Scientific Results and Applications

Gaia DR2 enabled transformative results: detailed mapping of the Milky Way disk kinematics and non-axisymmetric structures, discovery of new open clusters and star clusters by research groups at Cambridge University, University of Edinburgh, and University of Vienna, constraints on the initial mass function and stellar evolution from comparisons with PARSEC and MIST isochrones, improved distance scales for Cepheid variables and RR Lyrae, and refined dynamics of streams and merger remnants including the Gaia Sausage identified by teams at Université de Strasbourg and Observatoire de Paris. Studies at Columbia University, University of Oxford, University of Chicago, Princeton University, and Yale University used DR2 for exoplanet host characterization, while groups at European Southern Observatory and National Astronomical Observatory of Japan combined DR2 with spectroscopic surveys like APOGEE and LAMOST.
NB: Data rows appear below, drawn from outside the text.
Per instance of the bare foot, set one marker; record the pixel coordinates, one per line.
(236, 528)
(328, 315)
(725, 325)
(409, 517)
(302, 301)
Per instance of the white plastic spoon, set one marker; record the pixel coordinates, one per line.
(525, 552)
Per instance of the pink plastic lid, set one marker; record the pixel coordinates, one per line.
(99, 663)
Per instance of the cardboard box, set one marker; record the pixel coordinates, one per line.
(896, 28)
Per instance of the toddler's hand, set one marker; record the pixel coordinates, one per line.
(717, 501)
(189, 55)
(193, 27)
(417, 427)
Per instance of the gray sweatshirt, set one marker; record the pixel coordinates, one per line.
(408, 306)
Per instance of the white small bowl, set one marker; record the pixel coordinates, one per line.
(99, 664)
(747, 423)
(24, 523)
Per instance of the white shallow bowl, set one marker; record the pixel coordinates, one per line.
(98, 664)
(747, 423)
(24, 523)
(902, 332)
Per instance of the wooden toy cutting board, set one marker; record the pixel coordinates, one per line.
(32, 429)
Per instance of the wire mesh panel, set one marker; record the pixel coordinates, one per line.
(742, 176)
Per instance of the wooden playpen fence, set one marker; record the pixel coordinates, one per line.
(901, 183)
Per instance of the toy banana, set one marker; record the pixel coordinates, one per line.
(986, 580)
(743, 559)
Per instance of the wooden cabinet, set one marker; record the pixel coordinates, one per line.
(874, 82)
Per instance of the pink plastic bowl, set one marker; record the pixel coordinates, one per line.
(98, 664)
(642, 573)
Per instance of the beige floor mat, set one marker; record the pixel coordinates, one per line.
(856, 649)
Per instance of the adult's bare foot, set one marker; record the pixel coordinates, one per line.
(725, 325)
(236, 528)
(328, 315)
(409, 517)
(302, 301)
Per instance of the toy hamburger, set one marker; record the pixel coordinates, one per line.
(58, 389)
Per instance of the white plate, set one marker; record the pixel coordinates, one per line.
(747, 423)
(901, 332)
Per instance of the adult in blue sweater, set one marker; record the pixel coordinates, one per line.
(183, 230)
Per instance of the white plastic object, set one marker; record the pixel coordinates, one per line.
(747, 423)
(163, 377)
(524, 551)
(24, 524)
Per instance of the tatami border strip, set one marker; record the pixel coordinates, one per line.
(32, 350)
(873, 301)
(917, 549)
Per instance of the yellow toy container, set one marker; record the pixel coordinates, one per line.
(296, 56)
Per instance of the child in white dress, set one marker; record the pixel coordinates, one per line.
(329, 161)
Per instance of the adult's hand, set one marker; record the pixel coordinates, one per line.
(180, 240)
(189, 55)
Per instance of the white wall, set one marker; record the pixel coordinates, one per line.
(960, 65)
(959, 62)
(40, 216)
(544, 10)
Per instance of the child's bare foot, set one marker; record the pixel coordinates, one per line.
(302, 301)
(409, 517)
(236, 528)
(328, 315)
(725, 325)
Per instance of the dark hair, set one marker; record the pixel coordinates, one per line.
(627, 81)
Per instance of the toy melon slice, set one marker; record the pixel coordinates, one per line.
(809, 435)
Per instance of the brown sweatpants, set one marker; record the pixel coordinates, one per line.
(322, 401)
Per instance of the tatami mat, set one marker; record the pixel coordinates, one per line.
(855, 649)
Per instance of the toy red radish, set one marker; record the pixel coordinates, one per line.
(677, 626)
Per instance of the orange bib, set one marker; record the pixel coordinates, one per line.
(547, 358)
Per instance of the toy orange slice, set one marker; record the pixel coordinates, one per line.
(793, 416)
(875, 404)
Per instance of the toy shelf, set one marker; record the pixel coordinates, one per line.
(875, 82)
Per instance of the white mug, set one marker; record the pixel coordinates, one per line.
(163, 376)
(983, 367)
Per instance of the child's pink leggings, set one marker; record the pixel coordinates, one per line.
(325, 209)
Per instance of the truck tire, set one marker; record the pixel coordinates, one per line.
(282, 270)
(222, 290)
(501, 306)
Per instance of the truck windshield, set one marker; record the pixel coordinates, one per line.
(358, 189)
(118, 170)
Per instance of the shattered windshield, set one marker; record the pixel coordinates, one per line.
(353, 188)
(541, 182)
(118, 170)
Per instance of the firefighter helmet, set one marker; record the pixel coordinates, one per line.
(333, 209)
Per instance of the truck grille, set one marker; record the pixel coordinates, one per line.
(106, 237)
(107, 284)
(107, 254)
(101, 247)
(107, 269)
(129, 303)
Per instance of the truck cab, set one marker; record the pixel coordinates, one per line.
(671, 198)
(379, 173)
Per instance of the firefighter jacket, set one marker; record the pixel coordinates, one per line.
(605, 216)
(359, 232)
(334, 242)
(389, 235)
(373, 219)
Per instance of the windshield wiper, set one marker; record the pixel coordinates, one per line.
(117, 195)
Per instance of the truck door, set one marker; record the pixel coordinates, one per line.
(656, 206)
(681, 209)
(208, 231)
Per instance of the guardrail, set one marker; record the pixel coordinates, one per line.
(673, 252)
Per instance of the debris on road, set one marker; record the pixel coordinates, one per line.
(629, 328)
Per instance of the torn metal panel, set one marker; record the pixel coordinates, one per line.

Limitations and Known Issues

DR2 carried known limitations documented by DPAC: systematic parallax zero-point offsets (~−0.03 mas on average), underestimated uncertainties for faint sources, completeness limits at G~20–21 influenced by the scanning law, BP/RP photometric systematics in crowded regions, and radial velocity limits for hot stars and binaries; these issues were studied by scientists at Instituto de Astrofísica de Canarias, Leiden University, Max Planck Institute for Astronomy, and University of Cambridge. Cross-matches with datasets from Hipparcos, HST, VLT, and Keck Observatory helped quantify biases, while methodological papers from University of Milan and Institut d'Astrophysique de Paris provided correction strategies adopted by many survey teams.

Legacy and Subsequent Releases

Gaia DR2 set the stage for subsequent releases including the intermediate Gaia Early Data Release 3 and the full Gaia Data Release 3 produced by DPAC, inspiring collaborations among institutions like ESA, European Southern Observatory, Max Planck Society, Institute of Astronomy, Cambridge, and national observatories. Its legacy influences missions and surveys such as James Webb Space Telescope, LSST, Euclid, WFIRST/Nancy Grace Roman Space Telescope, and ground facilities including Vera C. Rubin Observatory, driving methodological advances at Gaia Data Processing and Analysis Consortium nodes and shaping the research programs of universities and institutes worldwide.